Like many people, I believe that where the Lord closes a door, somewhere he opens a window…or two. This is especially true with a beautiful young student I know. She is blind, yet she possesses a vision much clearer than mine.
She has an aide to assist her, carry a Braille writer and book shelf, and offer her an elbow for guidance in clogged hallways. Of course, the assistant does so much more; type up her tests in Braille, coordinate state assistance in Braille and abacus work for blind students, etc. As a substitute, I am merely a pack mule and guide for her as she navigates her school time world.
As for the many windows the Lord has opened for her, memory shines the brightest. Not only can she remember classroom material, but also math examples from weeks ago. When the teacher put a problem on the board for review, she immediately remembered the two-step operation and numbers and didn’t need her abacus, her “scrap paper” according to the teacher from state services, in order to answer it. While I’m repeating the problem on the board to her, thinking she couldn’t remember it, she informs me that she remembered it from weeks ago and knew the correct answer.
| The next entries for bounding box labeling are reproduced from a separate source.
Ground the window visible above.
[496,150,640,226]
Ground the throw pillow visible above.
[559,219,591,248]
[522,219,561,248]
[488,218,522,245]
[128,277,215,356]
Kindness shines through her smile as she greets all who address themselves to her, while goodness sings through her voice. A confidence springs from her step. Indeed, when the hallways are clear, I can’t keep up with her and her sweeping cane. Of course, I’m lugging over 30 pounds with Braille writer, shelf, and my personal bag. At least the school provides a book caddy for her to wheel behind now. Last year when I substituted as her aide, I had to help carry the Braille books too. So I’m lugging less this year, and I shed my own personal bag at lunchtime to help with the afternoon classroom run.
Now if I can only stop asking her what color the science notebook is, I’d feel so much better.